Author: Brendon Griffin
View album and artist detailsArtist/band: |
Marcos Valle, Adrian Younge & Ali Shaheed Muhammad |
Label: |
Jazz is Dead |
Magazine Review Date: |
October/2020 |
More than half a century after recording the seminal Samba ’68 album for Verve, Marcos Valle’s love affair with black American music remains undimmed. For Tribe Called Quest’s Ali Shaheed Muhammad and hip-hop producer Adrian Younge, the feeling is mutual, with this project for their Brazil-centric revivalist label, Jazz is Dead, emerging out of a meeting in Rio in 2019. Hard to believe that Valle will soon be nudging 80; he looks younger, still has a flowing mane and isn’t showing signs of slowing down, even if his voice inevitably isn’t quite the left-field force of nature it once was.

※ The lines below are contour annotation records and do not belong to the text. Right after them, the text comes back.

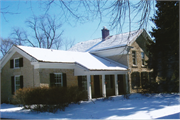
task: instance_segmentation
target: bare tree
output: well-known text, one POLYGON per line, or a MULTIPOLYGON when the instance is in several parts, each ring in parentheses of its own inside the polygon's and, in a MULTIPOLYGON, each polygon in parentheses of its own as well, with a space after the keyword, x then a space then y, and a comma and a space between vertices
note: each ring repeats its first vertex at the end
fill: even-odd
MULTIPOLYGON (((85 22, 99 18, 99 22, 103 21, 103 17, 108 17, 111 29, 122 31, 124 23, 129 23, 129 31, 131 31, 132 21, 137 18, 139 29, 146 28, 149 15, 154 7, 155 0, 139 0, 132 2, 130 0, 48 0, 41 1, 41 5, 45 8, 45 13, 49 11, 52 5, 59 6, 61 16, 68 21, 69 17, 77 21, 85 22), (133 13, 133 14, 132 14, 133 13)), ((155 10, 155 9, 154 9, 155 10)), ((100 24, 99 24, 100 25, 100 24)))
POLYGON ((35 46, 31 40, 29 40, 27 32, 19 27, 14 27, 11 33, 11 39, 16 45, 30 44, 30 46, 35 46))
POLYGON ((61 36, 64 31, 59 30, 62 24, 58 24, 55 17, 52 18, 49 15, 33 16, 26 23, 34 32, 33 38, 37 47, 50 49, 61 43, 61 36))
POLYGON ((26 21, 32 33, 19 27, 12 29, 11 38, 16 45, 30 45, 40 48, 59 49, 62 46, 61 36, 64 30, 60 30, 62 25, 55 17, 49 15, 33 16, 26 21))
POLYGON ((0 55, 4 56, 13 45, 14 42, 11 39, 0 38, 0 50, 1 50, 0 55))
POLYGON ((75 39, 67 39, 67 40, 63 41, 63 43, 65 46, 65 50, 68 50, 75 44, 75 39))

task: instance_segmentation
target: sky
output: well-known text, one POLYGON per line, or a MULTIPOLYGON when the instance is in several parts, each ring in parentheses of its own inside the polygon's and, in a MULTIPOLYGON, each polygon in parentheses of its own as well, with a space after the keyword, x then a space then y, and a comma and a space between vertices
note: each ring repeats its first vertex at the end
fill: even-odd
MULTIPOLYGON (((77 1, 78 2, 78 1, 77 1)), ((30 31, 27 24, 25 23, 33 15, 39 16, 45 13, 44 6, 39 4, 38 0, 25 1, 25 0, 14 0, 14 1, 5 1, 1 0, 1 11, 9 12, 10 14, 2 14, 0 16, 0 37, 8 38, 12 33, 13 27, 20 27, 26 31, 30 31), (11 14, 13 13, 13 14, 11 14)), ((96 39, 101 37, 101 29, 103 26, 110 29, 110 24, 108 23, 108 17, 103 18, 103 22, 100 23, 100 19, 94 19, 93 21, 86 22, 77 22, 70 16, 66 16, 68 19, 63 19, 59 14, 60 9, 56 4, 53 4, 48 14, 58 16, 59 21, 62 23, 62 29, 64 33, 62 39, 64 40, 75 40, 75 43, 81 41, 87 41, 91 39, 96 39), (67 21, 68 20, 68 21, 67 21), (100 24, 99 24, 100 23, 100 24)), ((151 16, 153 12, 151 12, 151 16)), ((123 30, 121 32, 128 32, 128 22, 125 22, 123 30)), ((131 31, 137 30, 138 24, 132 22, 131 31)), ((149 22, 147 31, 151 30, 153 26, 152 22, 149 22)), ((116 29, 110 29, 110 35, 118 34, 116 29)), ((31 33, 30 33, 31 34, 31 33)), ((64 48, 61 48, 64 49, 64 48)))

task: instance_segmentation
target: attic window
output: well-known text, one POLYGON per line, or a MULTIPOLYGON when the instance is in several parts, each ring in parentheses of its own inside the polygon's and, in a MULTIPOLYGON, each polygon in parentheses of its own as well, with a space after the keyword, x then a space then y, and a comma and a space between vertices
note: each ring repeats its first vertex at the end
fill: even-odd
POLYGON ((10 68, 23 67, 23 58, 14 58, 10 60, 10 68))
POLYGON ((19 68, 19 58, 14 59, 14 68, 19 68))
POLYGON ((133 65, 137 65, 137 62, 136 62, 136 51, 132 51, 132 59, 133 59, 133 65))

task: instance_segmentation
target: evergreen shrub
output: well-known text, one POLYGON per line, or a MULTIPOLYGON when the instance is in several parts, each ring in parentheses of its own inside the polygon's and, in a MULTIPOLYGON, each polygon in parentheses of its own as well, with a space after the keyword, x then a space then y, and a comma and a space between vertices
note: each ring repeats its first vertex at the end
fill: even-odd
POLYGON ((22 104, 25 109, 39 112, 56 112, 65 110, 71 103, 80 104, 87 100, 87 91, 78 87, 36 87, 23 88, 13 96, 16 104, 22 104))

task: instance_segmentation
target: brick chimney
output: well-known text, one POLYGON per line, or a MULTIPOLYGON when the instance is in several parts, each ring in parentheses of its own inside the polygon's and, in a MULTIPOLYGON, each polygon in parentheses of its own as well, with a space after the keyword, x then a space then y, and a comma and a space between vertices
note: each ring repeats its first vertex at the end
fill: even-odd
POLYGON ((104 26, 102 31, 102 40, 105 40, 107 36, 109 36, 109 30, 104 26))

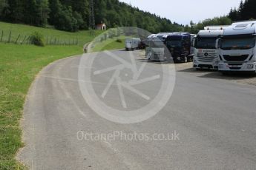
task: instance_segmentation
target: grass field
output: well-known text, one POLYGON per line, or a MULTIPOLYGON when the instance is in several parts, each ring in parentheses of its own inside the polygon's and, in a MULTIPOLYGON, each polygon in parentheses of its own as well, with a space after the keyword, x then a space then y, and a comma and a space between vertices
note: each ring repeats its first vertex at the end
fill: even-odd
MULTIPOLYGON (((91 35, 89 31, 68 33, 22 24, 0 22, 0 170, 23 169, 16 159, 16 154, 24 146, 19 120, 26 94, 38 72, 50 63, 65 57, 82 54, 85 44, 91 41, 102 31, 96 31, 91 35), (39 47, 33 45, 6 43, 11 30, 11 39, 19 35, 20 39, 33 32, 39 32, 48 37, 72 39, 78 38, 78 45, 48 45, 39 47), (1 39, 0 39, 1 41, 1 39)), ((125 37, 110 38, 99 43, 93 51, 124 48, 125 37)))
POLYGON ((0 41, 1 39, 2 31, 4 33, 2 38, 3 41, 8 41, 10 31, 11 31, 11 40, 13 41, 16 41, 19 35, 20 35, 18 42, 22 41, 25 36, 28 37, 30 35, 31 35, 31 33, 36 31, 44 35, 45 41, 47 37, 48 37, 49 41, 50 38, 52 38, 53 41, 54 39, 56 38, 59 41, 62 39, 63 41, 64 40, 66 40, 67 42, 69 41, 72 41, 73 40, 76 40, 76 38, 78 38, 78 45, 81 47, 86 43, 91 41, 95 36, 103 33, 102 31, 96 30, 95 31, 95 35, 91 35, 90 31, 88 30, 79 31, 76 33, 69 33, 53 29, 0 22, 0 41))
POLYGON ((49 63, 82 53, 77 46, 0 44, 0 169, 17 169, 15 155, 22 146, 19 120, 35 75, 49 63))

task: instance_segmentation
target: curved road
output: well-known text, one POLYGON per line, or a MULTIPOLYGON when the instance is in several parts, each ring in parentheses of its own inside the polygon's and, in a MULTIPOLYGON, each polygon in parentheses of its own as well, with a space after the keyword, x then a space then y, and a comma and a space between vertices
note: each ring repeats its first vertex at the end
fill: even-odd
MULTIPOLYGON (((125 51, 112 52, 127 55, 125 51)), ((98 67, 104 68, 111 61, 104 53, 98 56, 98 67)), ((26 146, 18 158, 31 169, 255 169, 255 86, 177 71, 174 90, 165 106, 151 119, 124 125, 101 118, 86 103, 79 86, 80 59, 65 58, 47 66, 30 88, 22 123, 26 146), (174 137, 93 140, 81 139, 82 132, 174 137)), ((138 64, 144 61, 136 58, 138 64)), ((161 67, 159 63, 149 64, 149 72, 161 67)), ((101 78, 111 76, 106 74, 101 78)), ((96 81, 102 80, 94 81, 95 88, 101 89, 96 81)), ((151 83, 144 87, 154 95, 156 86, 151 83)), ((108 103, 119 105, 116 92, 107 95, 108 103)), ((125 92, 134 107, 145 104, 125 92)))

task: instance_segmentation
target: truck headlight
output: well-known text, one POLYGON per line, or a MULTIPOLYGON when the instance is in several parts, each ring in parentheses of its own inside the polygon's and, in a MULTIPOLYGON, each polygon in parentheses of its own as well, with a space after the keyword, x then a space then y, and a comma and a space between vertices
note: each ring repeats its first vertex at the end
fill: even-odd
POLYGON ((247 69, 253 69, 255 66, 253 64, 247 64, 247 69))

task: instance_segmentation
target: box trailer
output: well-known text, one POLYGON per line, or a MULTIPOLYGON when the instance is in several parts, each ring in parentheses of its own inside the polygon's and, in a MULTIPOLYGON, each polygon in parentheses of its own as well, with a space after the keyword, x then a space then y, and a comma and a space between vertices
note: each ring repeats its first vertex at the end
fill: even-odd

There’s something of a septuagenarian Serge Gainsbourg in the low key exhalations and extenuated phrasing of ‘Isso É Que Eu Sei’, ‘Não Saia Da Praça’ and the psyche-squelching closer, ‘A Gente Volte Amanhã’, though the years have done little to blunt his syncopated delivery. Valle’s wife, Patricia Alvi, joins him for a classic boy-girl bossa on ‘Viajando Por Aí’, but it’s on the English-language ballad, ‘Gotta Love Again’ that Valle’s syllabic soul seeps in deepest. Sonically, the album is 70s bossa-Brazz-jazz-funk-fusion to the core, with fleshy bass and eddying electric piano front and centre, and it wouldn’t be a Valle album without the odd detour into spaced-out synth. The elements meld most effectively on the aforementioned ‘Isso É Que Eu Sei’, swelling on a quasi-psychedelic funk groove and affirming life in a way that only Valle can, even in the very late autumn of his years.